Gesture Recognition Control

While user interfaces provide comprehensive access to drone functions, including movement control and various computer vision tasks through the drone’s camera, they necessitate proximity to a computer device. In cases where simple drone movement control is sufficient, hand gesture control can offer enhanced intuitiveness and interactivity compared to traditional user interfaces. The DroneVis library enables straightforward drone control using hand gestures. To achieve this capability, the Mediapipe hands model is employed to extract the keypoints of each hand, yielding 3D coordinates for 21 keypoints. Six distinct gestures are utilized for drone control, as showcased below.

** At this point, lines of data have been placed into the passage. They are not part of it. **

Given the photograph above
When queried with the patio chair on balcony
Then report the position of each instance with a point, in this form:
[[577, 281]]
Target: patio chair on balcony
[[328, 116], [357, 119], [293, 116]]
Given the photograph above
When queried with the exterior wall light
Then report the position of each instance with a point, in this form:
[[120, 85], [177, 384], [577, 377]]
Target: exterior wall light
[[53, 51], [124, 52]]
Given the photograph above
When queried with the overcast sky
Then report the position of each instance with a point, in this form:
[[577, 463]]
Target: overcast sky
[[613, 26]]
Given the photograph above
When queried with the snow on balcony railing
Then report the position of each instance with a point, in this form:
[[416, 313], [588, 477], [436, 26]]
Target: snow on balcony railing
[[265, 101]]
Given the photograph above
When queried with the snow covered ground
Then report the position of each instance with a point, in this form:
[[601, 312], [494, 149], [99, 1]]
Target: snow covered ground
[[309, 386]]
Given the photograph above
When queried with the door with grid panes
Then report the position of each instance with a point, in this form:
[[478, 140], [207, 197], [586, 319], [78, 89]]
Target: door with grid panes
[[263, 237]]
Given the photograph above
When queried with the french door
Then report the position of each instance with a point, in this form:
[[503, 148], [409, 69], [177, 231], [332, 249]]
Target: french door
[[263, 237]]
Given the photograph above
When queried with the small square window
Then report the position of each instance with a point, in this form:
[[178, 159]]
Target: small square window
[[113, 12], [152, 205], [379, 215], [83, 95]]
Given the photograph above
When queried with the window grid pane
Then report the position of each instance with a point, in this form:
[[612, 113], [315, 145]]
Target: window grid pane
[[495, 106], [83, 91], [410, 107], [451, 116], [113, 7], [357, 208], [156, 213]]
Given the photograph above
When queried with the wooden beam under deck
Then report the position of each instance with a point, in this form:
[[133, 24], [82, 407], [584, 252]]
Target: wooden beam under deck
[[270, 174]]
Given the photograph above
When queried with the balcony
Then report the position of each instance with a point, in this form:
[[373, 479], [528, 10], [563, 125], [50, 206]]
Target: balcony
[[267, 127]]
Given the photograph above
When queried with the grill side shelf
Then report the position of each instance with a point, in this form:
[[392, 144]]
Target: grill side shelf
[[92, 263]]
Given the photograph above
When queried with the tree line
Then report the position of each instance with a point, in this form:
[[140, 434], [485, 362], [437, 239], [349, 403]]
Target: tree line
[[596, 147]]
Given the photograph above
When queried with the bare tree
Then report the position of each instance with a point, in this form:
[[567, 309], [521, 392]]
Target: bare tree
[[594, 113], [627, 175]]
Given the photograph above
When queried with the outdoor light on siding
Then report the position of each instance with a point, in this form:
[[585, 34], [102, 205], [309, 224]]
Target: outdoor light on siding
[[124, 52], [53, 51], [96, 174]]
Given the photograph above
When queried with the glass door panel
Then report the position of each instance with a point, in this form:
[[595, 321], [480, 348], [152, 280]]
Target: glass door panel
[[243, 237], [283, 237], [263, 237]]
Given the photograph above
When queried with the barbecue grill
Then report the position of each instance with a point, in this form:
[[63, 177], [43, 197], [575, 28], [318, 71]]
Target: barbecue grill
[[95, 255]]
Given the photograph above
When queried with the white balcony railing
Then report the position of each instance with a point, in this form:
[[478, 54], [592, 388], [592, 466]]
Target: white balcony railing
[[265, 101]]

Hand Gesture for Drone Control

A small dataset comprising 328 images encompassing these six gestures is collected for training a gesture classifier model, as depicted in the figure below.

Gesture Classifier Model

The model’s input consists of the 63-dimensional keypoints extracted by Mediapipe 21x3, representing the x, y, and z coordinates of the 21 keypoints. The classifier network incorporates a single fully connected layer with 50 units, followed by a leaky ReLU activation, and an output layer with 6 units corresponding to the six gestures, followed by a softmax activation. Layer count and sizes are empirically determined for optimal performance, ensuring real-time feasibility for drone control. The dataset is partitioned into 80% training, 10% validation, and 10% testing sets, with label stratification to account for minor class imbalances.

The gesture recognition is incorporated by default into the GUI, yet you can run it manually like any other model and control its parameters:

from dronevis.models import GestureRecognition

model = GestureRecognition()
model.load_model()
model.detect_webcam()

Gesture Recognition Class

class dronevis.models.GestureRecognition(min_detection_confidence=0.5, min_tracking_confidence=0.5)

Gesture Recognition class with mediapipe

This class inherits from base class CVModel, and implements its abstract methods for code integrity.

__init__(min_detection_confidence=0.5, min_tracking_confidence=0.5)

Construct model instance

Parameters
  • min_detection_confidence (float, optional) – Threshold for detection

  • min_tracking_confidence (float, optional) – Threshold for tracking. Defaults to 0.5.

load_model(weights_path=None)

Load model from memory

transform_img(image)

Idle transformation of the image

predict(image)

Run model inference on input image and output gesture keypoints and name

Parameters

img (np.array) – Input image (assumed to be non-transformed)

Returns

Output image with keypoints drawn and gesture label recognized

Return type

np.array

detect_webcam(video_index=0, window_name='Gesture Recognition')

Run webcam (or any video streaming device) with gesture recognition module

Parameters
  • video_index (Union[int, str], optional) – Index of video device. can be an IP

  • video_path. Defaults to 0. (or) –

  • window_name (str, optional) – Name of opencv window. Defaults to “Gesture Recognition”.

on_frame_detect(label, video_index=0)

Run detection on tkinter label

Parameters
  • label (Label) – Tkinter label to view output

  • video_index (int, optional) – Index of the video device. Defaults to 0.

stop_frame_detection()

Stop frame detection